Não comer o suficiente ou comer mal. Mais e mais países de baixa e média renda enfrentam desnutrição e obesidade ao mesmo tempo, aponta um relatório da Organização Mundial da Saúde (OMS) publicado nesta segunda-feira.

“Esse duplo ônus da desnutrição pesa em mais de um terço dos países com renda baixa ou média” (48 de 126), alerta este relatório de quatro capítulos publicado na revista médica britânica The Lancet.

Essa constatação confirma as conclusões de outro relatório publicado em outubro pelo Unicef, que o limitou aos menores de idade.

“Estamos diante de uma nova realidade em termos de nutrição. Não se pode mais associar os países pobres à desnutrição e aos ricos de obesidade”, disse em comunicado Francesco Branca, principal autor do relatório da OMS.

Essa mudança está ligada à rápida transição alimentar vivida nesses países. Enquanto uma parte de sua população não consome um mínimo indispensável de calorias, outra não tem esse problema, mas sua dieta é de baixa qualidade.

Essa transição é tão rápida que o mesmo indivíduo pode conhecer os dois problemas ao longo da vida, “o que aumenta os efeitos negativos para a saúde”, entre eles o aumento do risco de sofrer doenças cardiovasculares, afirma a OMS.

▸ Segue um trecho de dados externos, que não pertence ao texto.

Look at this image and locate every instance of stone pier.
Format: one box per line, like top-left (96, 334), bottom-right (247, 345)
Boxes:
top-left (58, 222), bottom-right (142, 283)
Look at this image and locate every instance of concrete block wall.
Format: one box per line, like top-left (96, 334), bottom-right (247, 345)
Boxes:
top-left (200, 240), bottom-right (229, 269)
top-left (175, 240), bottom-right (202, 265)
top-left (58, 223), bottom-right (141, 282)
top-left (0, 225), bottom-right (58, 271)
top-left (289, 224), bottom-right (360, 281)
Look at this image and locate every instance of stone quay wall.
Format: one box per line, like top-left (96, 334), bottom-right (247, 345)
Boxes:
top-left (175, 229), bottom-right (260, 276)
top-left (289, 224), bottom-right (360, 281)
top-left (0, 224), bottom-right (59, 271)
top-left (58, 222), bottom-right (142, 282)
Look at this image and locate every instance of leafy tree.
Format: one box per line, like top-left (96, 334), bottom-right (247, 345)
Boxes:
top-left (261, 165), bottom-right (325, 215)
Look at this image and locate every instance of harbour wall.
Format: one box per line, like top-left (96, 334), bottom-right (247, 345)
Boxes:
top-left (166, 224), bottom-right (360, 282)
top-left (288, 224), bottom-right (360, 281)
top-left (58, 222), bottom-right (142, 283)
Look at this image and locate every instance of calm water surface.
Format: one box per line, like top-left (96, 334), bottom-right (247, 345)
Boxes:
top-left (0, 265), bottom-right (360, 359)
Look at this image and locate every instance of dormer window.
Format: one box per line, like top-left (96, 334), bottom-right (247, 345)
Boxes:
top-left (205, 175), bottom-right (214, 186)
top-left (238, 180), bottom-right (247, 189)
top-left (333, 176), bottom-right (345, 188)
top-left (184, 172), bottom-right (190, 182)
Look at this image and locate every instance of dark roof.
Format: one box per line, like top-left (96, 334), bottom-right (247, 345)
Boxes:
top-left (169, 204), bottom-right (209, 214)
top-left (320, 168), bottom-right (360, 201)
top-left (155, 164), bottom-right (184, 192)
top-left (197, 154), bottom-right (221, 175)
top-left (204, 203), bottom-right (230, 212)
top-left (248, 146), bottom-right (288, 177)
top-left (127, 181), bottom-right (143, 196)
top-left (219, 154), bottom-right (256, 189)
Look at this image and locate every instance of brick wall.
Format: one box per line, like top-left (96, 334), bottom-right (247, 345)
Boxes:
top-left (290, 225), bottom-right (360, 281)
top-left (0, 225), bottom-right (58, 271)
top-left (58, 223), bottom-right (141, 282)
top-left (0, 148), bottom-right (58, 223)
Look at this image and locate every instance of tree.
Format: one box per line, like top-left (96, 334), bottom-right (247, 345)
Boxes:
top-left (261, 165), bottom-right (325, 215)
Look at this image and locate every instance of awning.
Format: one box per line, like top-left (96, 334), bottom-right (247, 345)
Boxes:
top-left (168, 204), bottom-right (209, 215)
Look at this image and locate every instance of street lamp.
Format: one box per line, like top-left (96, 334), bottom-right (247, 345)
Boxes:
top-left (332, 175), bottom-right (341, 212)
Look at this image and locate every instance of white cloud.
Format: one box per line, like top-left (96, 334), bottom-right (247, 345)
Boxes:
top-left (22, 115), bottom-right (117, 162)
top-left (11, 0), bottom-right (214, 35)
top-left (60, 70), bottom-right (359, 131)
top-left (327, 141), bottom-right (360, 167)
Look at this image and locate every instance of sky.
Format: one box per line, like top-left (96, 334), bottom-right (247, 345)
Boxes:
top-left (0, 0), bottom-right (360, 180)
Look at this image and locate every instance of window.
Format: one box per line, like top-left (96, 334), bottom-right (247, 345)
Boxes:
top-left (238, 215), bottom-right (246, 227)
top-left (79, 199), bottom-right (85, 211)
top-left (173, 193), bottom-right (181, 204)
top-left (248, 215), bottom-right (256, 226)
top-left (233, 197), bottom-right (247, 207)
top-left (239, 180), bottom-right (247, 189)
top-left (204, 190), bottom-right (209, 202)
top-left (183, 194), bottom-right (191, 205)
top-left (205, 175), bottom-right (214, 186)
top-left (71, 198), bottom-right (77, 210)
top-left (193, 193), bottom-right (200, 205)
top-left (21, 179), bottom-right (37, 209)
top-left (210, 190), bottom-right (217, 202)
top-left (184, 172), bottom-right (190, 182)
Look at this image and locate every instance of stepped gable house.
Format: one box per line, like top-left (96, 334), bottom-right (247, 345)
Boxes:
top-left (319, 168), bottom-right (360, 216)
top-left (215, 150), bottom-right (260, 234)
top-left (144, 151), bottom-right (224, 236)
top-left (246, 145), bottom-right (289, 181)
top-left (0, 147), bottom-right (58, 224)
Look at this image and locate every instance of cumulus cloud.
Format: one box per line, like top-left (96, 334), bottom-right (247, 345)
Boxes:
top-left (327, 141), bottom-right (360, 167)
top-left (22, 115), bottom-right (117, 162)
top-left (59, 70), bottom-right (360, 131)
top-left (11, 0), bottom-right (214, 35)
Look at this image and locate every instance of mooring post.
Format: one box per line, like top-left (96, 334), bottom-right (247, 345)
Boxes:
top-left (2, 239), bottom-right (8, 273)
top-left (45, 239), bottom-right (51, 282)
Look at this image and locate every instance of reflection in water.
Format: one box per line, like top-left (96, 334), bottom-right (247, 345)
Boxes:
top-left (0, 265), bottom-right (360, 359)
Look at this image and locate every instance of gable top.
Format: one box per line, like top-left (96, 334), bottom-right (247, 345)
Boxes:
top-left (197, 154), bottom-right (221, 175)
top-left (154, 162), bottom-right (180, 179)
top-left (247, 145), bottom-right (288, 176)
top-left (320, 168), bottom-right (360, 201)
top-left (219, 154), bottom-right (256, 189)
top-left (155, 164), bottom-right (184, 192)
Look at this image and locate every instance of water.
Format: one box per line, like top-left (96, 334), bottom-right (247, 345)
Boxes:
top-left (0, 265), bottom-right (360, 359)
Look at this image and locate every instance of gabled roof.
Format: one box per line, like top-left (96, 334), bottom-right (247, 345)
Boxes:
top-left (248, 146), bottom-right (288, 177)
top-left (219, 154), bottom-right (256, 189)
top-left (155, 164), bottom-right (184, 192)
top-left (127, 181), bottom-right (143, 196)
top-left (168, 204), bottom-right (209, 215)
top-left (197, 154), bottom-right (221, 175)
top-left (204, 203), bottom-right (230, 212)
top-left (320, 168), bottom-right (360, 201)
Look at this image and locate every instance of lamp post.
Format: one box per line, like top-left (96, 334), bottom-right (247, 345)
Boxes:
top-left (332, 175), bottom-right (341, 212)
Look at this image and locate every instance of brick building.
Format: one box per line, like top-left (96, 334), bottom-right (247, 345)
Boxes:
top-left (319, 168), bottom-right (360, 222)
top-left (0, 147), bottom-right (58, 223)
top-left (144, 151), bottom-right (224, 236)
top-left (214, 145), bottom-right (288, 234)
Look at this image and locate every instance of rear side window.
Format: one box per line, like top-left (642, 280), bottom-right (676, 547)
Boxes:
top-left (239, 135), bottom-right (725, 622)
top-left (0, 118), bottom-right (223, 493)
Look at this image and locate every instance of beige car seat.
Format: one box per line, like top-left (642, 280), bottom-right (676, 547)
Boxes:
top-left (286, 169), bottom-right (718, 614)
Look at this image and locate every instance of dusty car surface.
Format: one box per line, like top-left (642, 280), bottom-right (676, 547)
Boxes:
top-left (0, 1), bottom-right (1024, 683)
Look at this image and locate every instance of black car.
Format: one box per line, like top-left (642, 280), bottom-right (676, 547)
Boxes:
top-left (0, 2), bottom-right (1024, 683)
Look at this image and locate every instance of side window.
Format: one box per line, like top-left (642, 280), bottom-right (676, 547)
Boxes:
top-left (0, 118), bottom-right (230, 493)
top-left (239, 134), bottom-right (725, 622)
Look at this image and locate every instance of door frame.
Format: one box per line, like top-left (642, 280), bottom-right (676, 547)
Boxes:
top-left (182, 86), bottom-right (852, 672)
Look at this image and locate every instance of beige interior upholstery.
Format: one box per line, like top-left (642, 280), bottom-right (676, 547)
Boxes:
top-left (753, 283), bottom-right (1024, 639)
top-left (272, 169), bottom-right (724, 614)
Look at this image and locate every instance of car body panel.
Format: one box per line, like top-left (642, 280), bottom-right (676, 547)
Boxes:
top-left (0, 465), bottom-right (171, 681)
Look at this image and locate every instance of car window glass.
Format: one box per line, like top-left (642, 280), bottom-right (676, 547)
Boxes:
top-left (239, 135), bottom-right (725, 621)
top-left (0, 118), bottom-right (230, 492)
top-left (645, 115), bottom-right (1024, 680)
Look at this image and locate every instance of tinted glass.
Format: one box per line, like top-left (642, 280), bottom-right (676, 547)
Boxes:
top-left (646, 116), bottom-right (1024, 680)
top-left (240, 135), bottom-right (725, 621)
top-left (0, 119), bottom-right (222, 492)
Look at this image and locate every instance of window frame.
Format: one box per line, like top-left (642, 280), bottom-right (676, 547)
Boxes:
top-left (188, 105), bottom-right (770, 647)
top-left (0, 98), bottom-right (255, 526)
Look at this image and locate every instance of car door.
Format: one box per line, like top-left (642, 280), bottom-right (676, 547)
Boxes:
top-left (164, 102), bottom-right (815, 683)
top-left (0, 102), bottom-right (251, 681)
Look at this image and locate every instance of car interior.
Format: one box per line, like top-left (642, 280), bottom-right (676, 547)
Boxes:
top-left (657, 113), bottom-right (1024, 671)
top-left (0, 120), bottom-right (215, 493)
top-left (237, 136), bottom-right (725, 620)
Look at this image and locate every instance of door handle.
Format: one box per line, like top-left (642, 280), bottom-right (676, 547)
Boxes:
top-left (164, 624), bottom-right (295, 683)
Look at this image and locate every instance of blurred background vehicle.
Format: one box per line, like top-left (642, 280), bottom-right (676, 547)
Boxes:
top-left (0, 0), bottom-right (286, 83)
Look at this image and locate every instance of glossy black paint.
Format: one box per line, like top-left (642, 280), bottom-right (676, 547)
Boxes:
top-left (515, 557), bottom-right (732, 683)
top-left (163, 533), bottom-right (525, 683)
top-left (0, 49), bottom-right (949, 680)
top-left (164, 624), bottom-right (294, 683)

Segundo o relatório, 2,3 bilhões de crianças e adultos no mundo estão com sobrepeso ou obesidade, e mais de 150 milhões de crianças sofrem atraso de crescimento devido à alimentação inadequada.

Além disso, “dietas ruins são responsáveis pela morte de um adulto em cada cinco (22%) no mundo”.

– “Mudanças sociais” –

“Todas as formas de desnutrição têm um denominador comum: a incapacidade dos sistemas alimentares de fornecer uma alimentação saudável, segura, duradoura e a preços acessíveis a todos”, explica o Dr. Branca, diretor do departamento de Nutrição para a saúde e o desenvolvimento da OMS.

Os autores do relatório apontam as mutações conhecidas pelo sistema alimentar mundial. O acesso a alimentos e bebidas processados, ricos em açúcares, gorduras e sal, é muito mais fácil em qualquer lugar do planeta.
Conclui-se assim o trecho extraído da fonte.